Né en 1962, originaire de la localité d’Al Tall, sur les hauteurs de Damas, Najib Ghadban a fait des études de Sciences politiques dans une université new-yorkaise. Titulaire d’un doctorat, il professe les Sciences politiques à l’Université d’Arkansas aux Etats-Unis où il est installé. Il est membre de la direction du Syrian Center for Political and Strategic Studies et membre fondateur du Democratic Network in the Arab World. A la différence de son oncle, Mounir Ghadban, brièvement contrôleur général des des Frères Musulmans syriens, il n’a jamais été membre de cette Association. A la fin de l’été 2011, il a pris une part active à la mise en place du premier puis du second Conseil national Syrien, où il a fait partie du Bloc National, dont les autres figures de proue étaient Bassma Qodmani, Wa’el Mirza, Ahmed Ramadan, Abdel-Baset Sida, Imadeddin Rachid et Obeida Nahhas. Il est marié à la poétesse Mouhja Kahf.

Né à Damas en 1968, au sein d’une famille d’origine kurde, Adib Chichakli est un petit-fils… d’Adib Chichakli, militaire et homme politique, éphémère président de la République syrienne (1953-1954). Homme d’affaires, il est installé en Arabie Saoudite où il déploie ses activités dans le secteur de l’aviation et du transport aérien. Comme Najib Ghadban, il a participé, en septembre-octobre 2011, à la création du Conseil National Syrien, dont il a fait partie du « Bloc National » jusqu’au 9 novembre 2012.

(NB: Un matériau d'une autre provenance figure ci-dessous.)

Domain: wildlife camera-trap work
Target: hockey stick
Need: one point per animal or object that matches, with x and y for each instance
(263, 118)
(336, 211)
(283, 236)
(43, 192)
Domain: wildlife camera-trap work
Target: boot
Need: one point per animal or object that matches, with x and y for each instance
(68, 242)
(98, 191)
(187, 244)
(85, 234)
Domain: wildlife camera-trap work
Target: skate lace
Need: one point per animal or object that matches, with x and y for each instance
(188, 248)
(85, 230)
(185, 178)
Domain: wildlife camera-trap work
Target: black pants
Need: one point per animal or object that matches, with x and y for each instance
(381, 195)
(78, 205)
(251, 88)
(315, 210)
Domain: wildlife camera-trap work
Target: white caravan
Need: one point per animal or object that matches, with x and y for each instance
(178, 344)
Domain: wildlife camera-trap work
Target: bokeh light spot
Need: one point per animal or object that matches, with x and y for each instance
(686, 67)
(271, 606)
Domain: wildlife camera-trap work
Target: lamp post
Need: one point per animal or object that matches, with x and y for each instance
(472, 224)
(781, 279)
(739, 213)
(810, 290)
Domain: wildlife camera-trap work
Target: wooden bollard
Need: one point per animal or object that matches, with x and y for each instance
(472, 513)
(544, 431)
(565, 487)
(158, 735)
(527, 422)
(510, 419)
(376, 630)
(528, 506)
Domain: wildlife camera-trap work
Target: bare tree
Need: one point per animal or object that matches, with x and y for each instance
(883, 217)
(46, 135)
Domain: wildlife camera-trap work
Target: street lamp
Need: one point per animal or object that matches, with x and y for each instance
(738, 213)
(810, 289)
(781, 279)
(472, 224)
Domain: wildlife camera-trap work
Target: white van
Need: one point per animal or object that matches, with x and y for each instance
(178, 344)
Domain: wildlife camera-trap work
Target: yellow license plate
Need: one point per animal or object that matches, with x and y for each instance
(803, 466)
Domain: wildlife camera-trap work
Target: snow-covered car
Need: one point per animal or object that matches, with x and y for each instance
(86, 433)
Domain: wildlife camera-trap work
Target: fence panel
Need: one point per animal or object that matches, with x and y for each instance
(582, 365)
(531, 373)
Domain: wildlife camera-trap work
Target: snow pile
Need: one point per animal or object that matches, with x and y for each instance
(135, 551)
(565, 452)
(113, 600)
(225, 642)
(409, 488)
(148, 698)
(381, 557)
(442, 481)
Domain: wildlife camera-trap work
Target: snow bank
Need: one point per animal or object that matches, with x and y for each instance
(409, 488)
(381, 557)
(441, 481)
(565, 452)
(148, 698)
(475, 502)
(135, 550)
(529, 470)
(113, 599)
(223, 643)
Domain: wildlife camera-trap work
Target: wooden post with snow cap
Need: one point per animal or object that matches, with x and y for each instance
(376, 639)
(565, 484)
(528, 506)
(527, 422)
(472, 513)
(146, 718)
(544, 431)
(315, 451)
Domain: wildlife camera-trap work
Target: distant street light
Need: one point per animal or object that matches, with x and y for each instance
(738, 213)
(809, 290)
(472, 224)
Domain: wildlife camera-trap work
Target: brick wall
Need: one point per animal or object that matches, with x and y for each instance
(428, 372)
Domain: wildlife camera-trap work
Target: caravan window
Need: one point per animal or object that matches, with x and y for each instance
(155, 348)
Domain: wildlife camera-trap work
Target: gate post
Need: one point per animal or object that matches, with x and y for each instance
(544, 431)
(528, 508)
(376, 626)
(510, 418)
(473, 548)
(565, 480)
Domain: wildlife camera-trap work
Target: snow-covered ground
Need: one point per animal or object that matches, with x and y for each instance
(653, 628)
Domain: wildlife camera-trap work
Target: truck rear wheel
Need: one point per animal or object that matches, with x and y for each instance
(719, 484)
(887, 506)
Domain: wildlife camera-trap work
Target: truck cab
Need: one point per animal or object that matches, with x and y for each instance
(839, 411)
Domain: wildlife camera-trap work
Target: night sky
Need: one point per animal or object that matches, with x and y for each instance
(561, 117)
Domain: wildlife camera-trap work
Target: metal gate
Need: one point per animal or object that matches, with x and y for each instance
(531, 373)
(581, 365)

Agé d’une cinquantaine d’années, originaire d’Al Tall, le Dr Walid Al Bounni est médecin ORL. Lors du « Printemps de Damas », il prend une part active à la mobilisation de la société civile. Il est signataire du « Manifeste des 1000 », cofondateur d’une organisation de Défense des Droits de l’Homme et membre du Forum de Dialogue National dont le député Riyad Seif accueille les réunions non autorisées à son domicile. Il est arrêté en même temps qu’une dizaine de ses camarades, au début du mois de septembre 2011, et condamné à 5 ans de prison. A sa libération, il signe la « Déclaration de Damas pour le Changement National Démocratique » et il est élu, lors de la première assemblée générale des membres de cette plateforme, à son secrétariat général. Il est de nouveau arrêté, en décembre 2007, et condamné à 2 ans et demi de détention. Engagé dans la révolution dès la première heure, il est encore une fois arrêté, le 6 août 2011. Peu après sa libération, le 12 octobre 2011, il décide de quitter la Syrie où un procès l’attend pour « incitation à des manifestations hostiles au régime et à des dissentions confessionnelles »… Il adhère au Conseil National Syrien, mais il le quitte peu de temps après pour protester contre l’influence qu’y détiennent les Frères Musulmans et la désorganisation qui caractérise son activité. Il est, depuis sa création, le porte-parole de la Coalition Nationale.

En faisant le choix de ces trois nouvelles personnalités aux profils et aux parcours différents, rapprochées par leur participation temporaire au Conseil National Syrien, la Coalition confirme que le CNS, auquel appartenaient également Mondher Makhlos et Walid Safour, reste un vivier de compétences pour l’encadrement de la révolution à l’extérieur. Elle démontre aussi que, contrairement aux déclarations alarmistes de ceux dont la priorité est de toujours crier au « loup islamiste », la présence et la forte représentation des Frères Musulmans dans la Coalition ne se sont traduites jusqu’ici ni par une main mise de leur part sur ses instances, ni par la mise à l’écart des personnalités laïques, dont le choix est motivé avant tout par leur adéquation à la fonction qui leur est confiée et par leur connaissance des pays, tous réputés « Amis du Peuple syrien », dans lesquels ils sont désignés.